Ainsi refoulée, Livie changea d’attitude. Elle resta chez elle, son palais devint le centre d’une coterie, les mécontens s’y donnèrent rendez-vous : anciens débris de la république, politiques désœuvrés, coureurs de places et quémandeurs, il en venait de tous les points de l’horizon. Tous les partis, même celui des Jules, pour lequel Livie, — de quoi l’esprit d’opposition n’est-il capable! — se sentait un faible tardif, tous les antagonismes s’empressaient autour de l’auguste Claudienne, que les plus intrépides partisans de la légitimité monarchique traitaient en descendante d’Énée depuis qu’elle vivait en mésintelligence avec son fils.
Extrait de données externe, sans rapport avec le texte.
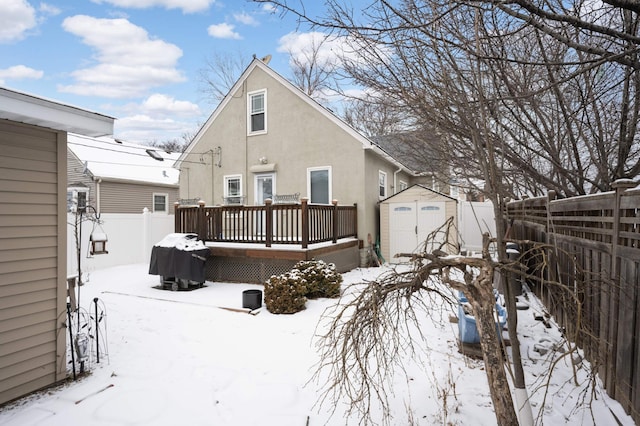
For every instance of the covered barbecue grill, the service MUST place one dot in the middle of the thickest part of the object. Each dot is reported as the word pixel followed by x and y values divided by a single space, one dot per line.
pixel 180 261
Au nombre des beaux esprits de cette camarilla figurait un certain Fufius Geminus, discoureur agréable, sachant tourner un distique et non moins habile dans l’art de séduire le cœur des femmes ; c’est Tacite qui nous le dit : aptus adliciendis feminarum animis. Cet ami des femmes était surtout le protégé de l’impératrice, qui trouva plus tard moyen de le faire consul. On a de lui quelques épigrammes sur Tibère, il suffit de les parcourir pour juger ce qu’était l’esprit de médisance et de haine qui s’exerçait dans le cercle de Livie. Ces morceaux qu’on se passait de main en main, et qui voyageaient sous l’anonyme, s’inspiraient tantôt du désaccord entre le fils et la mère, tantôt des vices et des cruautés de Tibère. Il y en avait sur son exil à Rhodes, sur les humiliations à lui infligées par Auguste, sur son ivrognerie, soif de vin où la soif de sang se mêlait[1], sur son inhumanité, sa barbarie, « causes du présent âge de fer succédant à l’âge d’or d’autrefois. » Et ces méchans propos, ces pamphlets égayaient le forum, les carrefours, sans que l’empereur, qui en connaissait les auteurs, qui savait tout, recherchât personne et songeât à rien empêcher. C’est que Tibère avait au fond moins de scélératesse qu’on ne nous raconte. Volontiers je dirais de lui ce que M. Cousin disait de Napoléon III : « C’était un bon tyran ! » L’homme,

  1. Pline raconte que dans sa jeunesse Tibère aimait fort le vin. Qu’un soldat en campagne aime à fêter Bacchus, c’est pourtant assez l’ordinaire. De là néanmoins cette plaisanterie inventée sur son nom, qui de Claudius Tiberius Nero devint par sobriquet Caldius Tiberius Mero. Il n’en fallait pas davantage pour établir à travers les siècles la réputation de Tibère. Après l’épigramme, la légende, — celle de Pison par exemple, nommé gouverneur de Rome pour avoir trois jours et trois nuits su tenir tête, le pot en main, à son pantagruélique empereur, ou bien encore celle de Novellius Torquatus, l’homme aux dix bouteilles, tricongius, — Sheridan n’en comportait que sept (sevenbottleman), — et qui fut mandé de Milan à Caprée pour distraire son gracieux maître en lui donnant le spectacle d’une virtuosité sans modèle.